Quirks and Quarks

Set weapons to sautée: Engineers use lasers to cook 3D-printed chicken

In an experiment cooking 3D-printed chicken, laser-cooked food retained moisture and tasted better — at least according to a study by engineers at Columbia University.

Laser-heated chicken tasted as good as chicken cooked by other methods, engineers claim

3D printed chicken being cooked by a software controlled blue laser. (Columbia University/Submitted by Jonathan Blutinger)

A team in the U.S. has used robotic lasers to cook 3D-printed samples of chicken — and they say that the food was superior in taste and texture to conventional cooking methods.

Jonathan Blutinger, a member of the team of engineers at the Creative Machines Lab at Columbia University in New York, told Quirks & Quarks host Bob McDonald that the precision of lasers is the great advantage over conventional cooking methods like ovens, stovetops, and grills.

"Lasers are great because you can control the heat on a much finer resolution", he said. "So with lasers you can control the scanning pattern, you can even control the type of cooking you're getting just based on changing the wavelength of light, which is pretty cool."

Their tests of laser cooking work hand in hand with another technology the lab has been working on: 3D-printed food.

Place chicken in blender, extrude, add laser heat

Blutinger said the process of 3D printing food is not as complicated as it sounds. "You've probably done 3D printing of food, just not even knowing it," he said.

"If you've ever squeezed ketchup out of a ketchup bottle or put icing on the cake, it's literally the exact same process, except instead of your hands doing it, it's a machine doing it." 

Blended chicken is 3D-printed into a 3mm-thick tile in preparation for laser cooking. (Jonathan Blutinger, Columbia University)

In their most recent work, Blutinger and his colleagues chose to 3D-print chicken. Ordinary commercially purchased chicken was blended in a food processor until it had the consistency of peanut butter. They then used a 3D printing system to deposit it onto a cooking surface at a predetermined thickness.

The result was a three-millimetre-thick square tile of raw meat.

They then cooked the sample with a combination of lasers: one blue and two different types of infrared beams.

"The laser just shines from above, and it scans as it moves across the food," Blutinger said. "We set the power, the speed, the intensity of the beam and all these things will change the type of cooking that we get. If we want to get browning of the food or if we just want to cook inside of the food without actually browning the surface, we can change the wavelength of the light."

All of the meat samples were the same thickness, but Blutinger said that if necessary, the laser can cook in a specific pattern, adapting to the thickness and density of the food.
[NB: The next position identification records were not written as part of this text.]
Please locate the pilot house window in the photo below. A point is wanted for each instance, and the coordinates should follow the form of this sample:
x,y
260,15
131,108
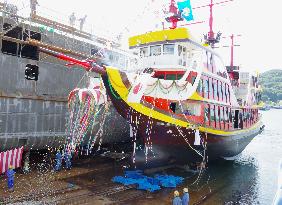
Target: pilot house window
x,y
144,52
156,50
168,49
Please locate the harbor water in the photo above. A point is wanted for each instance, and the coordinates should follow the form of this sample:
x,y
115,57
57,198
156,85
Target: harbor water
x,y
252,178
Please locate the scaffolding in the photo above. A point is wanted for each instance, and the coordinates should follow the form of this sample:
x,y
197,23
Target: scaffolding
x,y
53,34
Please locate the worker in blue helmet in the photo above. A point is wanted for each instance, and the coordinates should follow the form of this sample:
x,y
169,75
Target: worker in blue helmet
x,y
176,200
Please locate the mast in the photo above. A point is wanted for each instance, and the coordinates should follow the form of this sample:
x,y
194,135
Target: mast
x,y
232,47
210,37
175,15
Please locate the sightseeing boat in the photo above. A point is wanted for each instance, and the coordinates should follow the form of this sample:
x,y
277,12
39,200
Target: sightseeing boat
x,y
183,104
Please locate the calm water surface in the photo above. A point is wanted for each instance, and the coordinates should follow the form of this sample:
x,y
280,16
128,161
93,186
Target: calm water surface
x,y
252,178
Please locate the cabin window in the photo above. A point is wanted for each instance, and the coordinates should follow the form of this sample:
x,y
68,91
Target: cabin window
x,y
219,91
200,88
170,76
179,76
168,49
155,50
144,52
219,67
193,109
209,61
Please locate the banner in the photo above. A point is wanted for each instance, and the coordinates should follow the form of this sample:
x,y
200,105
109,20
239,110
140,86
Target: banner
x,y
185,9
11,157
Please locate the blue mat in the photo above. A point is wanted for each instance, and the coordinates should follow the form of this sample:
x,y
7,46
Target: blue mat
x,y
150,184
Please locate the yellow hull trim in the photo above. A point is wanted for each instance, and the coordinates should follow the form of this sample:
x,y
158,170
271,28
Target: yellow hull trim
x,y
159,36
118,85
The lasers used about five watts of power to cook the food to 70 C, the temperature necessary to eliminate bacterial such as salmonella.

The 3D-printed sample of chicken meat, laser-cooked with 'grill' marks. (Jonathan Blutinger, Columbia University)

Laser cooking and the taste test

No food preparation experiment is complete without a taste test, of course. Blutinger recruited some students he described as "courageous" to give it a try.

They reported some very interesting differences over a 3D sample of chicken cooked conventionally on a range.

"Our food ends up a lot less dried-out than out of an oven," he said. "Because we're not overcooking the food with the laser, we can hit the food safe temperature of chicken pretty precisely without causing too much drying out. We also get all the texture quality that we're used to with normal chicken. The colour looks the same as well. And they taste very similar."

In fact, the laser-cooked chicken retained twice as much moisture as oven cooked chicken, and shrunk 50 per cent less. But Blutinger admits that is largely due to the fact that the 3D-printed chicken was an ideal sample for laser cooking. 

"You're not going to be cooking your Thanksgiving turkey in a laser oven any time soon," he said. 

As well, Blutinger acknowledges that 3D-printed food and laser cooking may face some consumer resistance, when and if they ever make it to the market.

"There's a lot of weird connotations that go with it. But I think we were saying the same things when microwaves were first introduced into our homes. It'll take some time, but I think soon enough you'll see kitchen appliances that use lasers."

The team's work was published in the journal npj Science of Food.


Written and produced by Mark Crawley.